うーん……ま、そうじゃなー。やはり私も、少しは驚いたかもしれんなー」

「2人とも、お疲れ様!」

 感動を分かち合おうと、明るく2人に声をかける私。

 でも2人は、そんな私を一瞥してから、疲れたような表情で苦笑いを浮かべた。

「やはり、驚きですね……。まさかアリサ様が……あのような状況で、あんな場違いなことをおっしゃるとは……」

 え……?

「そうじゃなー。
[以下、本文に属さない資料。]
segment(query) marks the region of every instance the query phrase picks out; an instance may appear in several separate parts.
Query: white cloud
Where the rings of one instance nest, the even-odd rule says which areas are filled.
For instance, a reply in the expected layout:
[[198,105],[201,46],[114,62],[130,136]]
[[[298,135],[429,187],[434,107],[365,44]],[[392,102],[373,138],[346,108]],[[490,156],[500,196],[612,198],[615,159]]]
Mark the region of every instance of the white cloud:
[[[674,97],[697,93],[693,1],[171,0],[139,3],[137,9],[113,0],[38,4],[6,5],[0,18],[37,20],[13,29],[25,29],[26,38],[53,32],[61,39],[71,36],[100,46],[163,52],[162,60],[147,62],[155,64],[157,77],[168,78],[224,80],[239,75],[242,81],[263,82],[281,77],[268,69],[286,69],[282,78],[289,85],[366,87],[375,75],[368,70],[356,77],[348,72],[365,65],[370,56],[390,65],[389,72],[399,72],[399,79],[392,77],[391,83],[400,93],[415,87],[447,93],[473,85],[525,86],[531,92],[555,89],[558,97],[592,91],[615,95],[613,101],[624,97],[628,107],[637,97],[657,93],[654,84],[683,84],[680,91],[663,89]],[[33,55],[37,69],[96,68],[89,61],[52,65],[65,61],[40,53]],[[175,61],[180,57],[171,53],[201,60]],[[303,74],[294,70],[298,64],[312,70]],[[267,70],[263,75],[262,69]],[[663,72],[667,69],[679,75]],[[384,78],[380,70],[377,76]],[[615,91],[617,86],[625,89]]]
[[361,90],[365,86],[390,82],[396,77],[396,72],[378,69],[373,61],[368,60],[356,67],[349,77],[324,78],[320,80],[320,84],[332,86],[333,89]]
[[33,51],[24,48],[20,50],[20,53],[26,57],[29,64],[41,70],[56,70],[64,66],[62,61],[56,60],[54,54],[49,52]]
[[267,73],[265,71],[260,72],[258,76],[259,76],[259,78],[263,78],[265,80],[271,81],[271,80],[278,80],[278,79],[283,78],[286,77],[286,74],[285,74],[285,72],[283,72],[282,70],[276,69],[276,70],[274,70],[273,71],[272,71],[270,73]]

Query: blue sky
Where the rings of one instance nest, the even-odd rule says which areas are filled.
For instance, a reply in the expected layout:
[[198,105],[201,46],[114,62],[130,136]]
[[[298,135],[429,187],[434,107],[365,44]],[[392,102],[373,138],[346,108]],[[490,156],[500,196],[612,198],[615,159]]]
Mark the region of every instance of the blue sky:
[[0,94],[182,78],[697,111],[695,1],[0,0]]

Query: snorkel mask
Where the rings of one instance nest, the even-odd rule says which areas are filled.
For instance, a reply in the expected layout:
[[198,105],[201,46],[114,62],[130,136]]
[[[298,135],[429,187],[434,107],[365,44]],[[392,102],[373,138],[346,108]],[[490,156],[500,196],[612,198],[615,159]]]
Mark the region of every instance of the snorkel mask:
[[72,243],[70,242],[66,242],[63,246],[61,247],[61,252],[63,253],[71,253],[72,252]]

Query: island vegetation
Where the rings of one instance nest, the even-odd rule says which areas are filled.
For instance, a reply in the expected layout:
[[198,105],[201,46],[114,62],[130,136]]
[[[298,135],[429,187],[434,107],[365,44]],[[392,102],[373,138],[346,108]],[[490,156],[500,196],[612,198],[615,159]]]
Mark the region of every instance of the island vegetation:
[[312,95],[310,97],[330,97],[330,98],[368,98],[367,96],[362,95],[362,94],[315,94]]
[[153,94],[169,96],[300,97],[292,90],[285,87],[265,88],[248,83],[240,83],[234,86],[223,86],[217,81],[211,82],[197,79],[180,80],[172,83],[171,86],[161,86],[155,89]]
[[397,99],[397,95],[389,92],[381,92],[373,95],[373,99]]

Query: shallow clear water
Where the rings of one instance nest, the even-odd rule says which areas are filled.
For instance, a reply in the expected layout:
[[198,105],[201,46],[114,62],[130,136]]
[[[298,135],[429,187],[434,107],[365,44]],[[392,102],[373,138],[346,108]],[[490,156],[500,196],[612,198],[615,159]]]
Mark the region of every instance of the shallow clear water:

私も、空気が読めないやつはたくさん知っておるつもりじゃったがー……あーんなヒドいのは、初めてじゃったわー」

 ちょ、ちょっと、2人とも……?

「正直……わたくしはアリサ様のことを、少し幻滅いたしました……」

「確か、『少女たちの火遊び』……じゃったかー? ……気色悪いやつじゃのー」

 あ、あれ? あれ? あれ?

 さっきから2人が話してたのって、もしかして、私のことだったの? 私の恥ずかしい名前の魔法のこと、まだ引っ張るの……?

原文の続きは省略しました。